The ax-info link is by Bernie Weisgerber isn't it? He knows what he's talking about.

About SAW double-bits; All where sold to a store in the Vancouver area, under the name "Black King".
I'm still waiting for a double-bit status report from GBA...


/Ola

SwampDonkey

Scott:

I see one double bit axe on their site

http://www.gransfors.com/htm_eng/

Click on Products on the left hand side of the page

Then, just click on the image of the axe and it brings up a description.

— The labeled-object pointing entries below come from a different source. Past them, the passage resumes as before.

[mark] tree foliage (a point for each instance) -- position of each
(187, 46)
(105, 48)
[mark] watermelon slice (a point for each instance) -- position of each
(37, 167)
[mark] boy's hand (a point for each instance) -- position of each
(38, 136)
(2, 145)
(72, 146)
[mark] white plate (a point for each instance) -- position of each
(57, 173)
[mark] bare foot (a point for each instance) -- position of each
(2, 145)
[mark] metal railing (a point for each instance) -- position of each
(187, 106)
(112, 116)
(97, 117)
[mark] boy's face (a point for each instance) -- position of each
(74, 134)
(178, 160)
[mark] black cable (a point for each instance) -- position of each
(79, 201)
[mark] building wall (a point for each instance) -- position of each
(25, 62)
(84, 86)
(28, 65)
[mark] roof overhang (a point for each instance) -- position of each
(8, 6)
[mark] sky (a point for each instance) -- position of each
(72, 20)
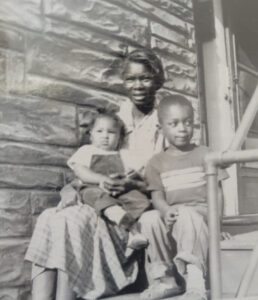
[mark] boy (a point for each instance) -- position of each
(178, 186)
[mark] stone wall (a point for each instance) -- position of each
(57, 58)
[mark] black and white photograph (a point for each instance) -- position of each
(129, 149)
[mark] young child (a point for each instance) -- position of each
(99, 168)
(177, 183)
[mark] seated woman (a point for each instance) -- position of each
(74, 252)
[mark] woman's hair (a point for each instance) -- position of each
(150, 60)
(110, 115)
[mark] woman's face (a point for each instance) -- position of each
(140, 84)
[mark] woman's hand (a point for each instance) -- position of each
(170, 216)
(113, 184)
(225, 236)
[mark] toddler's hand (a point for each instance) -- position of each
(225, 236)
(69, 197)
(170, 217)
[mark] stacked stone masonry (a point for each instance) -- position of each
(58, 61)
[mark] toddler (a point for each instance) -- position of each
(99, 168)
(178, 186)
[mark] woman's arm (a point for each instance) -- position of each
(86, 175)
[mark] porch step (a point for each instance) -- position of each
(136, 297)
(235, 254)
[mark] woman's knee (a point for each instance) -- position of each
(150, 218)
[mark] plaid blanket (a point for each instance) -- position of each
(87, 248)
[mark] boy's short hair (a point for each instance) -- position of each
(148, 58)
(172, 100)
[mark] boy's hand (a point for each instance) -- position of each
(170, 217)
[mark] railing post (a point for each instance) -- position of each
(214, 231)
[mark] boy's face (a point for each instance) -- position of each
(139, 83)
(105, 134)
(177, 125)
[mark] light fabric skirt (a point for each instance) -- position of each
(80, 243)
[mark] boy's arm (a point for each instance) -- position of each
(168, 213)
(159, 202)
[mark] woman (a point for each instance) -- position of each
(75, 253)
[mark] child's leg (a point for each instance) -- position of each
(44, 284)
(124, 219)
(63, 291)
(191, 234)
(116, 214)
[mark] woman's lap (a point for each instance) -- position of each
(80, 243)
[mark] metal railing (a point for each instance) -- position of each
(213, 161)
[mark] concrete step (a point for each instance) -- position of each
(235, 254)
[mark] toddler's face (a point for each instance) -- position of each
(139, 83)
(177, 125)
(105, 134)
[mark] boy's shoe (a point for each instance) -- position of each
(137, 241)
(159, 290)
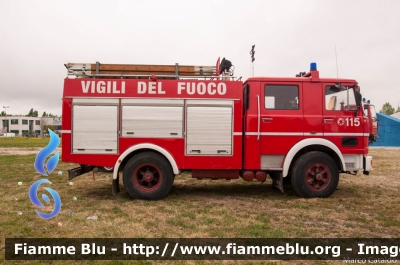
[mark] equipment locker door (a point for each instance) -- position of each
(281, 121)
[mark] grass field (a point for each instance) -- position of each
(24, 142)
(362, 206)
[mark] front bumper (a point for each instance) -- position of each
(367, 164)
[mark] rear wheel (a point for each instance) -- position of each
(315, 174)
(148, 176)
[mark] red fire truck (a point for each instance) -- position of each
(152, 122)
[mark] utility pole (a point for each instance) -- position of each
(5, 115)
(252, 52)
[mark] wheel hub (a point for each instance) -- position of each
(318, 176)
(148, 176)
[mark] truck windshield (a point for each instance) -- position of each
(340, 98)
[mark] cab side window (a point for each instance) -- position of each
(281, 97)
(342, 99)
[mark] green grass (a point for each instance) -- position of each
(362, 206)
(24, 142)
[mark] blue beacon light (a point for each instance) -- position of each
(313, 66)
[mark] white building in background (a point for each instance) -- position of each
(396, 115)
(24, 125)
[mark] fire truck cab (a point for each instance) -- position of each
(151, 126)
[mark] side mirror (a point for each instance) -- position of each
(358, 98)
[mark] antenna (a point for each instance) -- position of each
(252, 52)
(337, 69)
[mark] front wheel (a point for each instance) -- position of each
(315, 174)
(148, 176)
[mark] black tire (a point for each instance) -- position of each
(315, 174)
(286, 181)
(107, 169)
(148, 176)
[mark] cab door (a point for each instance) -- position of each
(281, 121)
(340, 124)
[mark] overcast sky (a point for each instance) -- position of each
(39, 37)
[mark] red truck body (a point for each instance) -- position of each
(307, 129)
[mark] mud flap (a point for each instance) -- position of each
(277, 181)
(115, 186)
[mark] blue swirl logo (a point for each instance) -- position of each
(45, 152)
(50, 165)
(35, 200)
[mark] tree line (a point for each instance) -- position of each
(32, 113)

Maybe you can leave them an email too.
"No amount of belief makes something a fact." James Randi

1 Thessalonians 5:21

2020 Polaris Ranger 570 to forward firewood, Husqvarna 555 XT Pro, Stihl FS560 clearing saw and continuously thinning my ground, on the side. Grow them trees. (((o)))

SasquatchMan


That's their throwing axe.  Viking attack or what? :)
Senior Member?  That's funny.

Bronco

I guess all of those Kelly Perfects are gone from the ace hardware outlet website.  I decided it was a great deal (about half price) and went to order one today and now they're gone.  Oh well.  

I have a question on identifying an old axe head I started working on over the weekend.  The only marking on it is a very small, distinctive and deep "S" that measures 3/8" from top to bottom.  Might just be the marking from a previous owner.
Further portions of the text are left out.